Tuesday, November 3, 2009

What Goes Down... Must Come Up... Factory Orders Edition

Marketwatch details:

Orders for U.S. manufactured goods increased a seasonally adjusted 0.9% in September on gains in machinery, autos, defense goods and chemicals, the Commerce Department estimated Tuesday.

Factory orders have risen in five of the past six months, but are down 13.9% in the first nine months of 2009 compared with the same period a year ago.

Factory orders fell 0.8% in August and rose 1.4% in July. Read the full report. September's 0.9% gain was stronger than the 0.6% increase expected by economists surveyed by MarketWatch.

The report is consistent with other data showing the factory sector bouncing back from the worst recession since World War II. On Monday, the Institute for Supply Management reported that its purchasing managers' index rose to 55.7% in October, the highest in two years.

Source: Census


Reader / Blogger GetYourselfConnected asks:
Any ideas on why the machinery component was so large? I am not aware of any seasonal factors, so why the big jump?
The Business Insider provides an answer and repeats the question (bold mine):
It's worth noting that new orders growth for Machinery was a strong 7.9% (far right column, below, which shows September vs. August growth), driven by a massive 47.4% jump in orders for construction machinery. Yes, the data is seasonally adjusted, and there appears to have been a large jump even on the non-adjusted numbers.
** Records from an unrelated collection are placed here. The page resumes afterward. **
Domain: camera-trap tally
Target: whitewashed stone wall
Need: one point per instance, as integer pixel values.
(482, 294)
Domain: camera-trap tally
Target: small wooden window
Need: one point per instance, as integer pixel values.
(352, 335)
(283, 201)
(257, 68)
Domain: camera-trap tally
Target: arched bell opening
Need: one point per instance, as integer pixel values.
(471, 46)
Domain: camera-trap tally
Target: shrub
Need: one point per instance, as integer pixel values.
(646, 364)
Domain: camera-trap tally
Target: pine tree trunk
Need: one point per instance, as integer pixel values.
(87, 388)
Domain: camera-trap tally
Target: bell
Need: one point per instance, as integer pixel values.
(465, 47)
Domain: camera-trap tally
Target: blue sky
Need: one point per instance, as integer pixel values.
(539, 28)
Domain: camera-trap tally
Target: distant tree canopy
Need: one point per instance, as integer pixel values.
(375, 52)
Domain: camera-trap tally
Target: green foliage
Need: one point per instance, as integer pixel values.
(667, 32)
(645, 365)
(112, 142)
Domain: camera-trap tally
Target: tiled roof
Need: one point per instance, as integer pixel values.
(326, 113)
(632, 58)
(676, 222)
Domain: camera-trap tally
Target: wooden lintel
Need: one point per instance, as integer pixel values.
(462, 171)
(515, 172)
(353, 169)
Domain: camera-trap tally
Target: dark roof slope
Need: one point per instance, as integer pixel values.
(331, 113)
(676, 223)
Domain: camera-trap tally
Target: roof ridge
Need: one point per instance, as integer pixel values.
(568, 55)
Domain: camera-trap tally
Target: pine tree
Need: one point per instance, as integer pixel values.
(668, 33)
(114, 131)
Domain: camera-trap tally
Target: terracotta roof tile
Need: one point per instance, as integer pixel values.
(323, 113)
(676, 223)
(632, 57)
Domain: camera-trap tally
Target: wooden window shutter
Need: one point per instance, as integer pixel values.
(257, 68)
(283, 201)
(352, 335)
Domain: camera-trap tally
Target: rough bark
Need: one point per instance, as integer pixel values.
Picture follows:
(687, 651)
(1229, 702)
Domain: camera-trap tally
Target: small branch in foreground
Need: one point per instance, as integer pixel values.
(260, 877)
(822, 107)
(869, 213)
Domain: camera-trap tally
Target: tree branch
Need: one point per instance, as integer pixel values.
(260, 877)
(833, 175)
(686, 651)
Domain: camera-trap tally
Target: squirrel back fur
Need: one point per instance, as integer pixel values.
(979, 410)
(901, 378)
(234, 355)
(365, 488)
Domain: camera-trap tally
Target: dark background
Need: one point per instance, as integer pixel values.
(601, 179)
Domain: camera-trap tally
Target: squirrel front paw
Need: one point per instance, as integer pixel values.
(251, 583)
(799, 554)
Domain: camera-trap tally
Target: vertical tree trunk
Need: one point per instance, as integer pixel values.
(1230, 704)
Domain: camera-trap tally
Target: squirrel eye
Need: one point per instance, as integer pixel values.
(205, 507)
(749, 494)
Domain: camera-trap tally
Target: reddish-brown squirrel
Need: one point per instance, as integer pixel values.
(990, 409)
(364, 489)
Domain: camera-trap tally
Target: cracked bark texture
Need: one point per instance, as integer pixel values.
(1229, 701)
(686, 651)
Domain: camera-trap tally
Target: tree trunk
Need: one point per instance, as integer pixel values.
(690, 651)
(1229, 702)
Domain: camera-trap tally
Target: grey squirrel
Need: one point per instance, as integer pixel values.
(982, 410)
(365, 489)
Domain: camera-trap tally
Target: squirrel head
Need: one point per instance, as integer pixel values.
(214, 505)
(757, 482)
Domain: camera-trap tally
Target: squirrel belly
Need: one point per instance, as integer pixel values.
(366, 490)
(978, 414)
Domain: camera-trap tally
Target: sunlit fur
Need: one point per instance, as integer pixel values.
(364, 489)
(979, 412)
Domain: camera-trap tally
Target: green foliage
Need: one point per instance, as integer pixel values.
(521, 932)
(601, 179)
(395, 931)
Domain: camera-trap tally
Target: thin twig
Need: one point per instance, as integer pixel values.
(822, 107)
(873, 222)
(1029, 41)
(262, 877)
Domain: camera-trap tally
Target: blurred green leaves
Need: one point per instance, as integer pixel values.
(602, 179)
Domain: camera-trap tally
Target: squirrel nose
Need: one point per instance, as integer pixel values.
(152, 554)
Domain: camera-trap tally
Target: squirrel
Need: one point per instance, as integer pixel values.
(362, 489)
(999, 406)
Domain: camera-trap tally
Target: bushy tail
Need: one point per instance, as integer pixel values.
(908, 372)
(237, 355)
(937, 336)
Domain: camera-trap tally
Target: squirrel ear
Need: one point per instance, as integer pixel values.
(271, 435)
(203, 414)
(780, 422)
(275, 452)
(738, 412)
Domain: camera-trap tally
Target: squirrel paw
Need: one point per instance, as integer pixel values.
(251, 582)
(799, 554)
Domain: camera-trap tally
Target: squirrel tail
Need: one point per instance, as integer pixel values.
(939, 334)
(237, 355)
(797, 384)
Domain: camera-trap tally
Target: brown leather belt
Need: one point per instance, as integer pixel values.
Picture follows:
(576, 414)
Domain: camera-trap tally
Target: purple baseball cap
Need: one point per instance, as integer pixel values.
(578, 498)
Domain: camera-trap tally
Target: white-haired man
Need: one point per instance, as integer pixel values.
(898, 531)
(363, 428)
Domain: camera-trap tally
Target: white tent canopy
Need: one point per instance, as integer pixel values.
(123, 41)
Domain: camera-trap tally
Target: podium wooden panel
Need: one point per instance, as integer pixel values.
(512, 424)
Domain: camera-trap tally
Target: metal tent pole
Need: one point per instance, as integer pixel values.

Thus while data can be volatile, one wonders what exactly caused the massive jump here.
One has to remember how low a point we're rebounding from. Even with this jump, machinery orders were down 28.8% YTD through September and construction machiney is still down 64.5% YTD through September.

In $$ terms, the $23.5 billion in new machinery orders means new orders total $80 billion less YTD than the same period in 2008.